Bid vs Ask and Market Order vs Limit Order

September 23, 2024

Buying a security can be like purchasing a car. You do your research, shop around, and decide on a vehicle you feel best suited to get you from point A to point B. In the same way investments can help get you from where you are now to a desired destination such as a vacation, retirement, or financial freedom.

Bid/Ask

With securities there are bid and ask prices. The bid is a price someone is willing to buy, and the ask is a price someone is willing to sell. The difference between these two prices is called the spread. A large spread will generally mean that the security is less liquid than one with a smaller spread. So, think of the demand for a vehicle such as a Ford Pinto verse a Toyota Camry. Many Toyota Camrys are sold new and used every year so it’s easy to determine the worth of the vehicle on the open market, while conversely a Ford Pinto is no longer in production and not many are available used so there is not likely to be consistent pricing. The Camry would have a smaller spread which is important for price stability and possibly lower costs.

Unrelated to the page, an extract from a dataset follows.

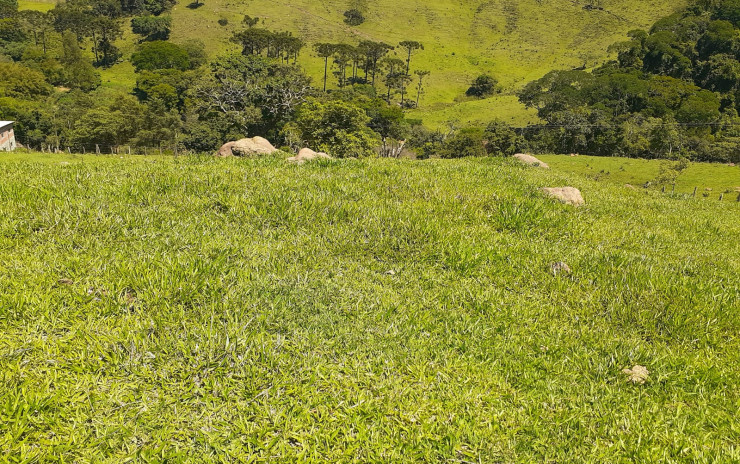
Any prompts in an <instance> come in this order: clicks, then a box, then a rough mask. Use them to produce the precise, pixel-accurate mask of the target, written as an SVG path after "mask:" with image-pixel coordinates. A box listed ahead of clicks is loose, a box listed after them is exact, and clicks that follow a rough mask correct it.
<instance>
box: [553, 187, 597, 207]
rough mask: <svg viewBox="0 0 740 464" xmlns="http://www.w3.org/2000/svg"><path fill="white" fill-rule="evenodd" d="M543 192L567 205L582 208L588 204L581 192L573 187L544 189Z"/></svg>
mask: <svg viewBox="0 0 740 464" xmlns="http://www.w3.org/2000/svg"><path fill="white" fill-rule="evenodd" d="M542 191H543V192H544V193H545V195H547V196H548V197H550V198H554V199H556V200H558V201H561V202H562V203H565V204H566V205H573V206H581V205H584V204H586V202H585V200H584V199H583V195H581V191H580V190H578V189H577V188H573V187H559V188H543V189H542Z"/></svg>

So, when placing a buy order for the security you want to be aware of the spread. For example, if you are going to buy XYZ stock at Schwab you will see a Bid of $100.36 (4) AMEX and an Ask of $100.38 (6) CBOE. This shows a spread of $0.02 cents with 4 buyers and 6 sellers with the best prices being on two different exchanges. We are generally looking for a narrow spread for price certainty if/when we need to liquidate an investment.

Market/Limit Orders

If an investor wants to make sure they get a certain quantity of shares they would place a market order, while they would have no control over the price it would ensure execution of the buy/sell. This would be equivalent to walking into a dealership and paying the sticker price of a vehicle with no questions asked because you are keen to secure it the same day. If the investor was more worried about getting the stock at a particular price, then they would place a buy limit order. Market orders are more ideal for securities with tighter spreads whereas limit orders are useful when trying to buy/sell a thinly traded security. Using limit orders to purchase stocks and ETFs is more advantageous.

Custodian

Once you have your price range and budget you start looking for a dealership that can accommodate your parameters, which can vary greatly with the different sellers. Similarly, when trading securities each custodian will show you the pricing and charge differently for trades. Picking the right place to purchase a vehicle, car or investment, can make a big difference in additional costs and possible hidden fees

Conclusion

Fruition Financial strives to reduce expenses when buying and/or selling investments. We are cognizant of bid/ask prices as well as placing limit orders when appropriate. These small details add up over the life of a portfolio and should be considered. We are committed to partnering with companies that provide value and increase the overall client experience.